"Life is must go on. Hidup itu terus berlanjut, maju, tau kan alur maju? Orang-orang mah hidup untuk memikirkan masa depan. Ini kenapa kamu malah mikirnya yang di masa lalu?" --Ibu Bidan.
∆∆∆∆∆
Untuk Laut
Oleh kupu-kupu hitam
Untuk laut yang selalu menyaksikan
Aku datang untuk merasakan
Bersama sejuknya angin kau hantarkan
Terdiam lama membuat aku nyaman
Untuk laut tempatku berkeluh kesah
Aku datang untuk pasrah
Berlari tanpa kenal arah
Hanya tahu harapan akan indah
Untuk lautku di sore hari
Aku datang untuk menepi
Dari banyaknya kekecewaaan dalam diri
Berhenti melangkah untuk mengakhiri
Untuk lautku ketika bahagia
Engkau penuhi hidupku dengan tawa
Merentangkan tangan memeluk luka
Reda segala beban yang bernyawa
Untuk laut
Untuk orangtuaku
Untuk sahabatku
Untuk diriku
Laut, terima kasih
Laut, aku akan pergi
Laut, sampaikan rindu untuk kekasih
Aku pamit tak akan pulang lagi
Seorang laki-laki dewasa tinggi dengan balutan jas biru gelap dan celana bahan hitam membuka matanya. Pandangannya yang masih buram lambat laun jernih kembali. Dirinya teringat buku catatan dalam pelukannya yang semalam dia baca. Buku berisi satu-satunya puisi tentang laut yang suka sekali jadi pengantar tidurnya.

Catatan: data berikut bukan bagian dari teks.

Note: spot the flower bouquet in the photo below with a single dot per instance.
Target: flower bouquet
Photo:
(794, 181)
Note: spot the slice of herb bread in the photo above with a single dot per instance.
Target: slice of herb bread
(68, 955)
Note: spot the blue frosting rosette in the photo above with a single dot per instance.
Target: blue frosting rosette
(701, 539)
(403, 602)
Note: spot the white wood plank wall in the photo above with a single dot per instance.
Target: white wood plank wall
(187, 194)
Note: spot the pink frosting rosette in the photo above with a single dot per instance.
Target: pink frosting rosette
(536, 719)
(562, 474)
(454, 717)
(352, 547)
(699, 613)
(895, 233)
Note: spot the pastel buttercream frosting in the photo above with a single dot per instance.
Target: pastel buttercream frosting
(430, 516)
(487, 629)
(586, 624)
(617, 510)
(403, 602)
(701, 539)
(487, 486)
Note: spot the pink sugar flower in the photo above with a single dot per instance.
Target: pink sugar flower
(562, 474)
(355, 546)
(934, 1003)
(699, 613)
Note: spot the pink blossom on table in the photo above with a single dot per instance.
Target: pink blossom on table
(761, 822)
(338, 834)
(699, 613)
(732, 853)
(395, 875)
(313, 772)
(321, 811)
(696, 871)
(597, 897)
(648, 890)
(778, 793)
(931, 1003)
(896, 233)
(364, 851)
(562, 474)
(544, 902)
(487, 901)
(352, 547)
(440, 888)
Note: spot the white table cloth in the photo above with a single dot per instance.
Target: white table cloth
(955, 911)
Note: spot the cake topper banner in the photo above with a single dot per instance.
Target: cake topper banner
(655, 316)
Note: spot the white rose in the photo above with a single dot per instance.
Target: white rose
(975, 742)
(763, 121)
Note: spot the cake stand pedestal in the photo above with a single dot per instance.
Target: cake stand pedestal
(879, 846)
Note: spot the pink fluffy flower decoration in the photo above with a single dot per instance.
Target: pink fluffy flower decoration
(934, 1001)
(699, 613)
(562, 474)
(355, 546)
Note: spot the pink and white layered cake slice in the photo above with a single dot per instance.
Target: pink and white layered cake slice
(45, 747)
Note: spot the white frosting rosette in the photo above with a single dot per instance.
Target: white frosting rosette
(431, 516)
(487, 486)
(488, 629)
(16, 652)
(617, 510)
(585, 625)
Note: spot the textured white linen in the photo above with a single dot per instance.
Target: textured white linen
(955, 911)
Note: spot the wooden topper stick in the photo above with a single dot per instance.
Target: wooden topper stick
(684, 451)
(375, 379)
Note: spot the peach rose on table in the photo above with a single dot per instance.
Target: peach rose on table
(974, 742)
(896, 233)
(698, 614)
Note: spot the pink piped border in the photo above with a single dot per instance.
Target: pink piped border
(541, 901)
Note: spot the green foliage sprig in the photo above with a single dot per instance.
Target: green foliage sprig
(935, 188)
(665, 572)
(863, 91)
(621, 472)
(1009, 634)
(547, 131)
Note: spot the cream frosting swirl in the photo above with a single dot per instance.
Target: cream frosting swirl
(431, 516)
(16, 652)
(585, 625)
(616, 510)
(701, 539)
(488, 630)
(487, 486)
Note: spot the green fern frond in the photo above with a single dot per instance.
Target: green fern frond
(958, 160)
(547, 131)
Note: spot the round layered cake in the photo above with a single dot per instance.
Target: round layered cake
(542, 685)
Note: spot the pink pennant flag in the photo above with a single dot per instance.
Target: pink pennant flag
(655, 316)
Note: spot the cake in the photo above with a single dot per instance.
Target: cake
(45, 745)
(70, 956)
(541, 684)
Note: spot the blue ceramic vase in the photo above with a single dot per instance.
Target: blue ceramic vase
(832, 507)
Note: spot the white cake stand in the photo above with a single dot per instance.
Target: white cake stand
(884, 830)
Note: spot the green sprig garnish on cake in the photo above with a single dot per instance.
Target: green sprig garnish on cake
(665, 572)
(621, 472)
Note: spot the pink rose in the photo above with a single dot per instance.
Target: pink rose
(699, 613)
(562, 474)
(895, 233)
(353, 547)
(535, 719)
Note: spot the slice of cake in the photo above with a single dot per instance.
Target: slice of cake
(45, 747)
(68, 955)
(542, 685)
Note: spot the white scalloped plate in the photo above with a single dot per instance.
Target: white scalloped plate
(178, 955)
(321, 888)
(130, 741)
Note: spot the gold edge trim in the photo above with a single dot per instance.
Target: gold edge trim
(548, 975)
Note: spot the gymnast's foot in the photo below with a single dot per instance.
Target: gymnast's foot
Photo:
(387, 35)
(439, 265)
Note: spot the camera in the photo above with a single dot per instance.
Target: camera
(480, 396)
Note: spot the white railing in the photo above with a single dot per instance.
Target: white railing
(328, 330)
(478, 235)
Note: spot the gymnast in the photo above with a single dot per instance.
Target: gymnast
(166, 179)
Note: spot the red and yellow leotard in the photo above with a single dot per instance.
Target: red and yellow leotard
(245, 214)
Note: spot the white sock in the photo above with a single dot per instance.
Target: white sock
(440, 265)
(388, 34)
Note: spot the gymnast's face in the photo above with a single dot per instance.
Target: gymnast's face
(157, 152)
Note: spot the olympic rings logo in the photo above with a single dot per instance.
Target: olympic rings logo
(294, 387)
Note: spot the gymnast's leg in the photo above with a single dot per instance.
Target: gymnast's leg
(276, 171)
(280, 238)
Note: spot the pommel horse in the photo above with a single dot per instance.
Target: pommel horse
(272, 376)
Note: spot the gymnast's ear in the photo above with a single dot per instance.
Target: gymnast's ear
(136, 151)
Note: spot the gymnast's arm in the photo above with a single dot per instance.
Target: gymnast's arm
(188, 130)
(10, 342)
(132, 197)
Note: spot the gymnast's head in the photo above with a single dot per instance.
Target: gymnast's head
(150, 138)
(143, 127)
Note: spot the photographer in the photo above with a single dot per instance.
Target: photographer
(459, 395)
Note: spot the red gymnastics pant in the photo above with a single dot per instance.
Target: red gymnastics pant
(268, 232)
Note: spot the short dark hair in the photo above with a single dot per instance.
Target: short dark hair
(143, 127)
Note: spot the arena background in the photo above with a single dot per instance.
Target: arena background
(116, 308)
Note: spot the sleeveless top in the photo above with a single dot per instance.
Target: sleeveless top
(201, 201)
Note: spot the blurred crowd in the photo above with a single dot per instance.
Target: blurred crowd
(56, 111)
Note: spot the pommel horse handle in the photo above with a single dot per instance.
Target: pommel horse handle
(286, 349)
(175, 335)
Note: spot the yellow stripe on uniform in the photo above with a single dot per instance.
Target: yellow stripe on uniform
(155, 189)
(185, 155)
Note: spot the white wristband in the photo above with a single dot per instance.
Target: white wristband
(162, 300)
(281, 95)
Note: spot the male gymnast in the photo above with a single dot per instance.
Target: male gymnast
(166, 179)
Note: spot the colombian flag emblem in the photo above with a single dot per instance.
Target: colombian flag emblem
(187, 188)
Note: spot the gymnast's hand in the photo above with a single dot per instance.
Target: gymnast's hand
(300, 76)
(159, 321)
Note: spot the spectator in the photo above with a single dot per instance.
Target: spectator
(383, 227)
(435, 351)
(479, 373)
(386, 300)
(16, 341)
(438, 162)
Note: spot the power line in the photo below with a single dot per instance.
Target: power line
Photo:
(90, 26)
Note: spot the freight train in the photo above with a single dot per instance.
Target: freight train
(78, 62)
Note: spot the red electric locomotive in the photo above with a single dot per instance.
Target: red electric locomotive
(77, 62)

Pandangannya mengedar ke kalender kecil di atas meja. Telah ditunjukkan hari ini adalah hari ke-18 di bulan September tahun 2028. Sudah berapa lama dia terbalut rasa rindu ya?
Dia bangkit dari duduknya, menutup buku catatan itu, lalu mendorong kursi untuk masuk ke dalam meja kerjanya. Ya Tuhan, jadi semalam dia tidur di ruang kerja lagi, tanpa membersihkan diri dan berganti pakaian kerja.
Sudah pukul 05.30. WIB dan subuh sudah lewat. Laki-laki itu segera keluar dari ruang kerjanya untuk masuk ke kamar dan menunaikan sholat. Begitu selesai, ia tersadarkan oleh ponselnya yang tertinggal di ruang kerja. Alhasil, ia pun kembali masuk ke ruang kerja, tertegun tanpa pergerakan. Sebelum benar-benar bergerak dari tempatnya di ruangan yang sepertinya jadi ruangan favoritnya itu, si laki-laki dewasa itu termenung lama melihat bingkai foto kecil berisi gambar tiga orang sahabat dengan; dua laki-laki dan satu perempuan.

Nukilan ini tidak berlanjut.